Sosyal yardım alanların canı sıkılacak

 

 

Yurt dışında yaşayıp da sosyal yardım alan Türkler, 1 Ocak 2018’den itibaren mercek altına alınacak. Uluslararası anlaşma kapsamında Türkiye’deki bankalarda parası, evi, işyeri, arsası veya otomobili olup olmadığı incelenecek. Avrupa Güvenlik ve İşbirliği Teşkilatı’na (AGİT) üye 57 ülke arasında Otomatik Bilgi Transferi anlaşması imzalandığını belirten Sosyal Güvenlik Uzmanı Erhan Nacar, söz konusu anlaşma kapsamında sıkı denetimler yapılacağını söyledi. Nacar, bu çerçevede ülkeler arasında vatandaşın banka bilgileri dahil olmak üzere mal varlıklarının da öğrenilebileceğini, buna göre yıllarca para biriktirdikten sonra Türkiye’de yatırım yapan Avrupalı Türklerin, daha önce almış olduğu sosyal yardımdan dolayı bir işleme maruz kalabileceklerini bildirdi. 2016 yılında AGİT’e üye ülkeler tarafından alınan karar kapsamında anlaşmanın 1 Ocak 2018’den itibaren yürürlüğe gireceğini belirten Nacar, “Bilindiği gibi Almanya’da milyonlarca Türk vatandaşı yaşıyor. Almanya’da son 10 yıl içinde alınan sosyal yardım paralarının da işleme maruz kalacağı öğrenildi. Bu bilginin öğrenilmesi ile binlerce vatandaşın mağdur olacağı tahmin ediliyor” dedi.
Konuyla ilgili olarak Maliye Bakanlığı yetkililerinin bir açıklama yaptığını kaydeden belirten Erhan Nacar, şu açıklamayı yaptı: “Yetkililer, 1 Ocak 2018’den itibaren AGİT ülkeleri arasında yürürlüğe girecek olan Otomatik Bilgi Transferi Anlaşması öncelikle vergi kaçakçılığının önemli oranda önüne geçmek amacıyla imzalanıyor. Ancak Avrupa ülkelerinde yaşayan gurbetçi vatandaşlarımızın sosyal yardımlaşma parası aldıkları gerekçesi ile 10 yıl geçmişe dönük olarak yapılabileceği ifade ediliyor.

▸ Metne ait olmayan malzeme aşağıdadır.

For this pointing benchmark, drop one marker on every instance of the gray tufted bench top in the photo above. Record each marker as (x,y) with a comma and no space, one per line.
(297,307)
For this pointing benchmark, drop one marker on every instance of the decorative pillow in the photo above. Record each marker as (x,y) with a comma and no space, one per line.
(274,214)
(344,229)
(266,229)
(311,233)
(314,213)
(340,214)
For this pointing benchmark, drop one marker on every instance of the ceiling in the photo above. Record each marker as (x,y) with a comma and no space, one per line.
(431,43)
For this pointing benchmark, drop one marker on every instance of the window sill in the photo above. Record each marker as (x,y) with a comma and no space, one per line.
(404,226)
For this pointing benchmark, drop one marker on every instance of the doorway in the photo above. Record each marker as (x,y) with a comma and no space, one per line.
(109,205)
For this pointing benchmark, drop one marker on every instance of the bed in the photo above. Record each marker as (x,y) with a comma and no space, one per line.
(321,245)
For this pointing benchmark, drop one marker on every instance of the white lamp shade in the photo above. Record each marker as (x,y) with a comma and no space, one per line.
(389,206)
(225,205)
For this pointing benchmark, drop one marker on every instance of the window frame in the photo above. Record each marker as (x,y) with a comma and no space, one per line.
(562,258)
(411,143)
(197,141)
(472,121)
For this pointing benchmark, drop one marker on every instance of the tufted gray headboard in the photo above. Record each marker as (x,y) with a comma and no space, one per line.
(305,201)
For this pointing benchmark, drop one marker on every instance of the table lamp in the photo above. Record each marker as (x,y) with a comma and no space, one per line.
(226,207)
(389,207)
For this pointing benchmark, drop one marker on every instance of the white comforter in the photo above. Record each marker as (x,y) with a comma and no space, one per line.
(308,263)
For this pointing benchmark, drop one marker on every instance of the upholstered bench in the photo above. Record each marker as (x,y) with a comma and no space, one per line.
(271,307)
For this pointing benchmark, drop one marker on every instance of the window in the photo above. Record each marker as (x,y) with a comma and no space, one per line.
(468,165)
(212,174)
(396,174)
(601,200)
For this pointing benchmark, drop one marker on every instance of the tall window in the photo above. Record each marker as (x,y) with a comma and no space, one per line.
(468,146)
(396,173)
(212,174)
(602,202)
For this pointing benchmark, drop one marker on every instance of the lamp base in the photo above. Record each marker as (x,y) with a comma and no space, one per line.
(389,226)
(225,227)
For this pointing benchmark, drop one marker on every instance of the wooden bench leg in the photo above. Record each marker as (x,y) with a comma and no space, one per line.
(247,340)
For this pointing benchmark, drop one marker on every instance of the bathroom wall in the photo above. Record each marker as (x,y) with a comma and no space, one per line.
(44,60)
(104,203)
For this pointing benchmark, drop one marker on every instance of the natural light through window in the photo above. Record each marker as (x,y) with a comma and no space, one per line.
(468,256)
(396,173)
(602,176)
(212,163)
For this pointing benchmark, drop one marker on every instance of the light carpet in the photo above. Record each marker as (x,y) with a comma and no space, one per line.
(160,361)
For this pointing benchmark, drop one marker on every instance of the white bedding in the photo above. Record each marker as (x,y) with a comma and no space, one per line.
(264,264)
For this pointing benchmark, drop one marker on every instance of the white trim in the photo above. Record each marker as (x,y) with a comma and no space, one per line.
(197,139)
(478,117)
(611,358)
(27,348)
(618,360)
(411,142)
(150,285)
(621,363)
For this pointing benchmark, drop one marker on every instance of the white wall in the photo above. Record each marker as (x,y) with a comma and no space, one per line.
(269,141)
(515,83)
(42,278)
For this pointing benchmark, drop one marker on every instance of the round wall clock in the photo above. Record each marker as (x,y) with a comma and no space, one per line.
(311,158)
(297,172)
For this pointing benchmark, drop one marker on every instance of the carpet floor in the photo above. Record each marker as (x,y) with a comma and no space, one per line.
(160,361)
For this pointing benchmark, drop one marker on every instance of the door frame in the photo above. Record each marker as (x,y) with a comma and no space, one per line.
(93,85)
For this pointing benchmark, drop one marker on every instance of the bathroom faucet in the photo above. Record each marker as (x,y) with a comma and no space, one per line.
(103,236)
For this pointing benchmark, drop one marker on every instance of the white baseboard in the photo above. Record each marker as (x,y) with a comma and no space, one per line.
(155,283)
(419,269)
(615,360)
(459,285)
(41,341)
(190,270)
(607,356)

Türkiye’ye ziyarete geldiklerinde içinde barınabilecekleri evlerinin dahi bilgi paylaşım kapsamında değerlendirileceği iddialarına karşılık, yurt dışında gurbetçi olan vatandaşlarımızın mağdur olmaması için bakanlığımız ne gerekiyorsa onu yerine getirecektir. Anlaşmaya göre üye bir ülkenin kendisinden istenmesi durumunda vatandaşlarının banka bilgilerini diğer üye ülkelere vermesi gerekecek. Bu imkan doğrultusunda yabancı ülkede sosyal yardım alıp Türkiye’de parası ve faiz geliri olanların haksız yere yardım aldıkları sonucuna varılacak.” “Mesela Almanya’dan sosyal yardım alan vatandaşlarımızın Türkiye’deki faiz gelirlerini beyan etmeleri durumunda haklarında cezai herhangi bir soruşturma açılmayacaktır. Böylece cezai sorumluluktan kaçınabileceklerdir. Bu konuda hususiyetle avukat, vergi uzmanı gibi yetkin kişilerden profesyonel destek alınmalı. Özellikle vatandaşlarımızın uygulama karşısında bilgilendirilmeleri noktasında başkonsolosluklarımıza bu konuda büyük görevler düşmektedir. Buna karşılık da vatandaşlarımızın konsolosluklarla daimi surette irtibat halinde olmalarında fayda bulunmaktadır. Uygulama sonrası meydana gelebilecek mağduriyetlerin giderilmesi noktasında da örneğin Almanya’daki gurbetçilerimizin Alman yargı makamlarına avukatlar aracılığıyla başvurmaları, hukuki haklarını sonuna kadar talep etmeleri gerekmektedir. Buna rağmen sonuç alınamaz ve iç hukuk yollarının tamamı da tüketilmiş ise bir başka seçenek vardır ki o da Avrupa İnsan Hakları Mahkemesi’ne başvurmaktır. Olası bir mağduriyete karşı müracaat olunabilecek bir başka merci de Türkiye’nin bizatihi kendi yargı makamlarıdır. Unutulmamalıdır ki vatandaşı ile alakalı bilgi paylaşımında bulunacak olan Türkiye’dir. Haliyle mağdur vatandaşlarımızın Türkiye’ye karşı tazminat isteme hakları hukuk çerçevesinde mümkün olabilecektir.”